Etiquette and Safety
  1. Parents or guardians of children under 8 must remain in the rink. They should stay in a location known to the skater and visible to the child’s coach.
  2. Children between 8 and 12 must be in the care of a responsible adult.
  3. Skaters must stay with their group instructor during lessons.
  4. Helmets are required for all Snowplow, Basic 1, Basic 2 and Adult 1 skaters.
  5. Eating, drinking and gum chewing on the ice is strongly discouraged.
  6. Coaches must teach and skaters must learn how to avoid standing in the way of others. If you have been standing still, please look at the traffic before you move!
  7. Skating and instruction must be in keeping with the number of people on the ice. Double jumps are not appropriate in sessions with a large number of very young skaters.
  8. Coaches should take turns playing music on the rink’s system.   Other music systems should not be brought onto the ice.
  9. A skater who is wearing one of the colorful vests has the right of way while their program music is being played.
  10. Jumpers who create pits in the ice must fill them with "snow" before the ice is resurfaced.

This is a partial list of rules. Some safety rules are simple common sense. Ultimately, personal safety is the responsibility of each skater and/or skating parent.

Accident Policy and Procedure
  • It is the policy of YFSC to require signed medical release forms of all its members.
  • If an accident occurs, notify the session chair immediately.
  • If the injury is serious, or might be, do not move the injured person.
The session chair will call 911 for help. (To reach Yale Police, dial 911 from a campus phone, located in Zamboni room, or 203-432-4400 from an outside phone.) The session chair will then attempt to notify the parent, or emergency contact, if the parent cannot be immediately located.

Club Administration
The Yale Figure Skating Club, Inc. (YFSC) is an independent non-profit organization that is sanctioned by United States Figure Skating (USFS). It is tax exempt under sections 501(c)(3) and 509(a)(2) of the Internal Revenue Code of 1986. Contributions are welcome and are tax deductible to the extent permitted by law. Our bylaws are available on the Bylaws page of this website

The business of the YFSC is conducted by a Board of Directors elected by adult Home Club YFSC members in odd-numbered years at the annual meeting, which is held each year shortly after the end of the skating season. All members and parents are encouraged to participate in Club activities throughout the year. The Directors for 2015–2016 years are listed below, along with any office held.

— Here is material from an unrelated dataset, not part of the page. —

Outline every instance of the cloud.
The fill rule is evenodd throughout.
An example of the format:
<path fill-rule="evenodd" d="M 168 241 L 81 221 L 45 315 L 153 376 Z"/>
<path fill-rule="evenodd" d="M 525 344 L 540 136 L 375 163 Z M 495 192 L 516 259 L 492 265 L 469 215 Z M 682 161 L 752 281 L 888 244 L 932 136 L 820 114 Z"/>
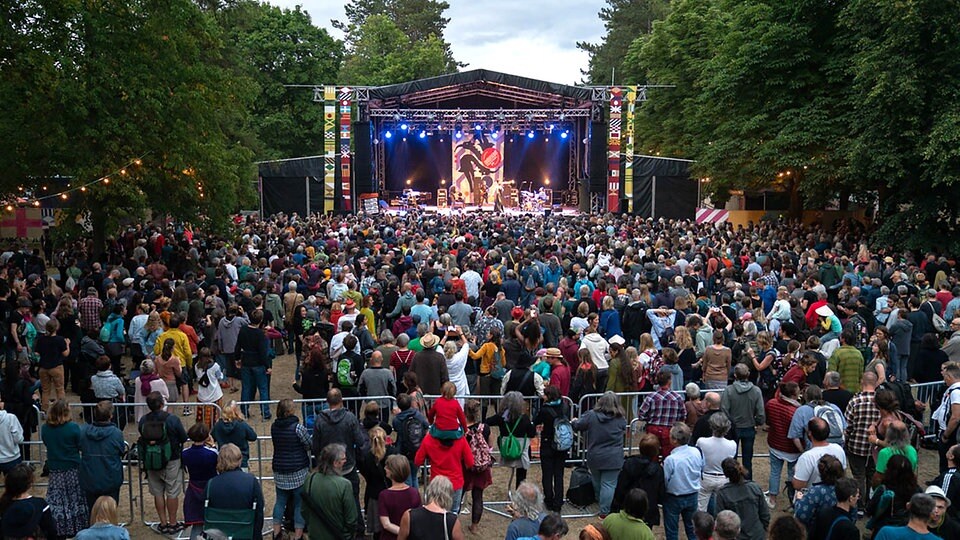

Nancy Brittingham, president, safe sport 860-614-1087 (cell)
Peter Ellis, vice president 203-776-0808
Michael Fischer, vice president 203-288-9599
Merceditas Villaneueva, secretary 203-654-6559 (cell)
Alice Fischer, treasurer 203-288-9599
Mary Lee, membership 203-777-8517
Eva Sapi, test chair 203-980-5688 (cell)
John Cain, program director, safe sport 860-790-0871 (cell)
Bo Wang, director 917-575-1979
Daniel Yang, director 217-898-1128 (cell)
Susan Olson, director, safe sport 203-623-4115 (cell)
Wayne Dean, ex officio, Yale Athletic Dept.   203-432-1462

Weather Emergency
If a storm comes or is threatening, Yale University may cancel our ice. Cancellation notices are posted on our website,   http://www.yale.edu/yfsc
and on the Club’s voice-mail number,   203-432-1233.